Q. Although many European powers aspired to establish their supremacy in India, only the British succeeded among them. Examine. (250 words)14 Feb, 2019 GS Paper 1 History
- Introduce by focusing on why European powers were interested in India.
- Name different European powers that came to India but could not succeed to establish supremacy.
- Elaborate reasons for the British success to establish their supremacy in India.
- It was the immense wealth of India that attracted the Europeans to this country. The Europeans came to know about the vast wealth of India from the accounts of Marco Polo and some other sources. Originally, the European interest in India was primarily a commercial one.
- Though India had a very long history of trade relations with Europe, India’s external trade was originally controlled by the Arab traders. However, for a long time Europeans failed to establish a direct trade relation with India as all the major land routes to this country were then controlled by the Arabs who constantly resisted the European merchants to enter into the Indian markets
- In the 15th century, Europe achieved great advancement in the art of ship building and navigation. Hence, there started an enthusiastic preparation all over Europe for a long and adventurous sea voyage to reach the unknown corners of the East.
Many European powers aspired to establish their supremacy:
- The Portuguese: They were the first one to come to India. Their hold over the coastal areas and superiority in naval power helped them significantly. By the end of the 16th century, the Portuguese brought Goa, Daman, Diu, and Salsette and a vast area around the Indian coast line under their control.
- The Dutch: The main commercial interest of the Dutch lay not in India but in the Spice Islands of Indonesia. They had no dream of establishing an empire in India. They were satisfied with the huge profit earned through business.
- The French: Their dream was always challenged by their European neighbour, the British. Subsequently, both the European powers were locked in long wars for gaining political supremacy in India.
Reasons for the British success to establish their supremacy in India:
- Carnatic wars and British conquest: The Portuguese & the Dutch were not serious competitor to the English. The only real rival of the English was the French. The objective of the English to establish a complete monopoly of trade & commerce in India brought them into conflict with the French. Subsequent wars and British conquest was first step towards establishing their supremacy.
- Vacuum of power: There was a vacuum of power in India after the Mughal Empire got fractured falling under its own weight. Its various governors and rebel commanders established their superiority at different places and started fighting against each other. This gave the British the opportunity to establish their trading posts in India
- Quality of leadership: Robert Clive, Warren Hastings, Elphinstone, Munro etc. showed high quality of leadership. The British had also advantage of second line of leadership such as Sir Eyre Coote, Lord Lake, Arthur Wellesley etc. who fought for the cause and glory of their countrymen.
- Strong Financial Backup: The British had enough funds to pay its shareholders with good dividends that compelled them to finance the English wars in India. Moreover, the British trade added enormous wealth to England that led government to help them indirectly or directly through money, material and men.
- Lack of National pride and unity: This weakness of the Indian rulers was masterly used by British to engage them into fight among themselves.

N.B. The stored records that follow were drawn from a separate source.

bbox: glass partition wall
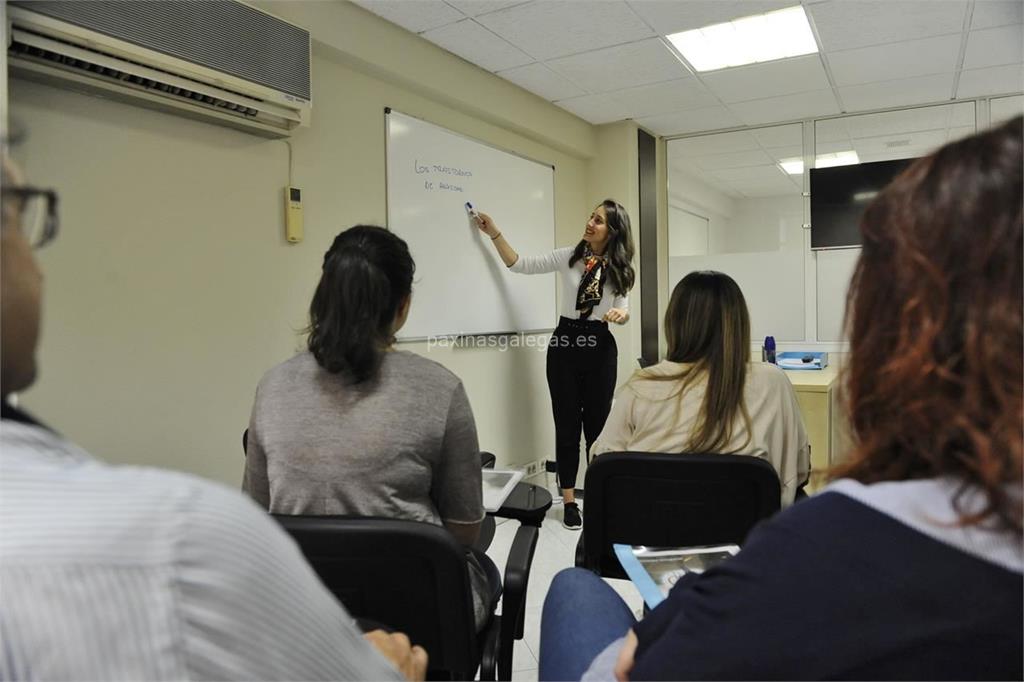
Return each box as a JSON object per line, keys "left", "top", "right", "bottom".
{"left": 812, "top": 101, "right": 976, "bottom": 341}
{"left": 667, "top": 123, "right": 805, "bottom": 343}
{"left": 666, "top": 99, "right": 990, "bottom": 349}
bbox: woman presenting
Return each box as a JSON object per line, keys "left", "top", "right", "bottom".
{"left": 475, "top": 200, "right": 635, "bottom": 529}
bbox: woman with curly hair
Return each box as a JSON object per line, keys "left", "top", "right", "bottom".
{"left": 538, "top": 117, "right": 1023, "bottom": 680}
{"left": 475, "top": 200, "right": 635, "bottom": 529}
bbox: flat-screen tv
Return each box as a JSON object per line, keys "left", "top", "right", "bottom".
{"left": 810, "top": 158, "right": 914, "bottom": 249}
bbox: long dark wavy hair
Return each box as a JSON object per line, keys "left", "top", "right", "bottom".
{"left": 568, "top": 199, "right": 635, "bottom": 296}
{"left": 833, "top": 116, "right": 1023, "bottom": 532}
{"left": 306, "top": 225, "right": 414, "bottom": 383}
{"left": 634, "top": 271, "right": 753, "bottom": 453}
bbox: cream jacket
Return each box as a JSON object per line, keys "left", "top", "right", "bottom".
{"left": 593, "top": 361, "right": 811, "bottom": 506}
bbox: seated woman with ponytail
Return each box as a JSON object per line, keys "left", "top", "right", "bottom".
{"left": 243, "top": 225, "right": 495, "bottom": 629}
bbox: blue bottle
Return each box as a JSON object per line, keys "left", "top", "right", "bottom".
{"left": 763, "top": 336, "right": 776, "bottom": 364}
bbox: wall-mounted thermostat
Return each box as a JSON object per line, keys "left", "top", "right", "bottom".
{"left": 285, "top": 186, "right": 303, "bottom": 243}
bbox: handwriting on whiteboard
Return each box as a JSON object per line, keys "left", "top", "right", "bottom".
{"left": 414, "top": 159, "right": 473, "bottom": 177}
{"left": 423, "top": 180, "right": 464, "bottom": 192}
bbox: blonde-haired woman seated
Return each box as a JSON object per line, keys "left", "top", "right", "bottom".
{"left": 592, "top": 271, "right": 809, "bottom": 505}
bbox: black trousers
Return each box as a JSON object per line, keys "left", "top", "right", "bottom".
{"left": 545, "top": 316, "right": 617, "bottom": 491}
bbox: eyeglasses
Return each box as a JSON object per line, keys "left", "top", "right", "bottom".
{"left": 2, "top": 186, "right": 60, "bottom": 249}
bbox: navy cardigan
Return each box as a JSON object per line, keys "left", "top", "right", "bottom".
{"left": 631, "top": 492, "right": 1022, "bottom": 680}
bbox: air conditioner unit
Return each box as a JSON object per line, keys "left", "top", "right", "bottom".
{"left": 7, "top": 1, "right": 311, "bottom": 138}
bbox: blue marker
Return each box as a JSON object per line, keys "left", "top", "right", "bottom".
{"left": 465, "top": 202, "right": 480, "bottom": 219}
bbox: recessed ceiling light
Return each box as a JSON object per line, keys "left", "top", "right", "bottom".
{"left": 778, "top": 151, "right": 860, "bottom": 175}
{"left": 666, "top": 6, "right": 819, "bottom": 72}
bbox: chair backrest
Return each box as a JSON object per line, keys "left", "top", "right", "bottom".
{"left": 273, "top": 515, "right": 480, "bottom": 678}
{"left": 580, "top": 452, "right": 782, "bottom": 579}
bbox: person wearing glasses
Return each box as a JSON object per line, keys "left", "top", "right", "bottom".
{"left": 0, "top": 153, "right": 426, "bottom": 680}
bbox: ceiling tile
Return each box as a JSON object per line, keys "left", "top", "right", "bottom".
{"left": 671, "top": 169, "right": 741, "bottom": 199}
{"left": 554, "top": 94, "right": 632, "bottom": 124}
{"left": 496, "top": 62, "right": 587, "bottom": 100}
{"left": 609, "top": 78, "right": 720, "bottom": 118}
{"left": 957, "top": 63, "right": 1024, "bottom": 97}
{"left": 444, "top": 0, "right": 529, "bottom": 17}
{"left": 827, "top": 34, "right": 962, "bottom": 86}
{"left": 764, "top": 144, "right": 804, "bottom": 162}
{"left": 855, "top": 148, "right": 929, "bottom": 163}
{"left": 546, "top": 38, "right": 691, "bottom": 93}
{"left": 949, "top": 101, "right": 979, "bottom": 126}
{"left": 990, "top": 94, "right": 1024, "bottom": 123}
{"left": 816, "top": 138, "right": 856, "bottom": 153}
{"left": 710, "top": 164, "right": 790, "bottom": 185}
{"left": 692, "top": 149, "right": 775, "bottom": 170}
{"left": 838, "top": 105, "right": 961, "bottom": 137}
{"left": 946, "top": 125, "right": 977, "bottom": 142}
{"left": 808, "top": 1, "right": 967, "bottom": 52}
{"left": 970, "top": 1, "right": 1024, "bottom": 30}
{"left": 421, "top": 19, "right": 534, "bottom": 71}
{"left": 637, "top": 106, "right": 744, "bottom": 135}
{"left": 814, "top": 118, "right": 853, "bottom": 144}
{"left": 353, "top": 0, "right": 465, "bottom": 33}
{"left": 474, "top": 1, "right": 654, "bottom": 61}
{"left": 735, "top": 176, "right": 803, "bottom": 198}
{"left": 625, "top": 0, "right": 794, "bottom": 37}
{"left": 853, "top": 129, "right": 947, "bottom": 158}
{"left": 700, "top": 55, "right": 831, "bottom": 103}
{"left": 839, "top": 73, "right": 955, "bottom": 111}
{"left": 668, "top": 130, "right": 761, "bottom": 157}
{"left": 729, "top": 89, "right": 840, "bottom": 126}
{"left": 750, "top": 124, "right": 804, "bottom": 148}
{"left": 963, "top": 24, "right": 1024, "bottom": 70}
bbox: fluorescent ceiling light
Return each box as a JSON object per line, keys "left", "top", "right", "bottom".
{"left": 779, "top": 159, "right": 804, "bottom": 175}
{"left": 815, "top": 151, "right": 860, "bottom": 168}
{"left": 777, "top": 151, "right": 860, "bottom": 175}
{"left": 666, "top": 6, "right": 818, "bottom": 72}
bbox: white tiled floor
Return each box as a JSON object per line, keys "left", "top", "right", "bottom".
{"left": 484, "top": 480, "right": 644, "bottom": 682}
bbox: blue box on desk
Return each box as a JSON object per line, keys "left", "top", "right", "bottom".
{"left": 776, "top": 351, "right": 829, "bottom": 370}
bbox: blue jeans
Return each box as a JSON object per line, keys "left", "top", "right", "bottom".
{"left": 539, "top": 568, "right": 637, "bottom": 681}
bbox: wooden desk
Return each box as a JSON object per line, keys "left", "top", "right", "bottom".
{"left": 783, "top": 366, "right": 842, "bottom": 490}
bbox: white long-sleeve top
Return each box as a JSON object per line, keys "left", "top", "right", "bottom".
{"left": 510, "top": 246, "right": 629, "bottom": 321}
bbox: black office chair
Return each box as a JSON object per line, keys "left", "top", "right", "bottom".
{"left": 274, "top": 515, "right": 538, "bottom": 681}
{"left": 477, "top": 451, "right": 497, "bottom": 551}
{"left": 575, "top": 451, "right": 781, "bottom": 579}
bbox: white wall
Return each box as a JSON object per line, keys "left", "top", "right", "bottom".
{"left": 9, "top": 2, "right": 649, "bottom": 486}
{"left": 667, "top": 205, "right": 708, "bottom": 256}
{"left": 668, "top": 171, "right": 733, "bottom": 256}
{"left": 727, "top": 195, "right": 803, "bottom": 254}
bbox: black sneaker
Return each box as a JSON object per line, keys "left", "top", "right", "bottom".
{"left": 562, "top": 502, "right": 582, "bottom": 530}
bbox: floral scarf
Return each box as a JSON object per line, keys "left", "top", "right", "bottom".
{"left": 575, "top": 248, "right": 608, "bottom": 319}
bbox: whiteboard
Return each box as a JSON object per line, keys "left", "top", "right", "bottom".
{"left": 386, "top": 110, "right": 556, "bottom": 339}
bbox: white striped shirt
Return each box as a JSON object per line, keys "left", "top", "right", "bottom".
{"left": 0, "top": 414, "right": 403, "bottom": 681}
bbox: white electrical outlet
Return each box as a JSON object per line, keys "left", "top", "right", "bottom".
{"left": 522, "top": 459, "right": 544, "bottom": 478}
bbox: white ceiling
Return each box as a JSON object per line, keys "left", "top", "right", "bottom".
{"left": 352, "top": 0, "right": 1024, "bottom": 136}
{"left": 665, "top": 100, "right": 995, "bottom": 198}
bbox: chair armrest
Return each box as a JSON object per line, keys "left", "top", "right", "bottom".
{"left": 479, "top": 618, "right": 500, "bottom": 681}
{"left": 498, "top": 524, "right": 539, "bottom": 680}
{"left": 480, "top": 451, "right": 497, "bottom": 469}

- Superior Arms and Military strategy: Many Indian rulers imported European arms and employed European as military officers, but they could not devise military strategy like British.
- Doctrine of Lapse and Subsidiary alliance were effective tactics that were used by British to take over most of India.
By the middle of the nineteenth century AD, the British had firmly established their position in India. A large part of the country was under direct British rule. The areas that remained independent were indirectly under British influence. India was subjugated politically as well as economically. The economic exploitation of India was a result of its political subjugation.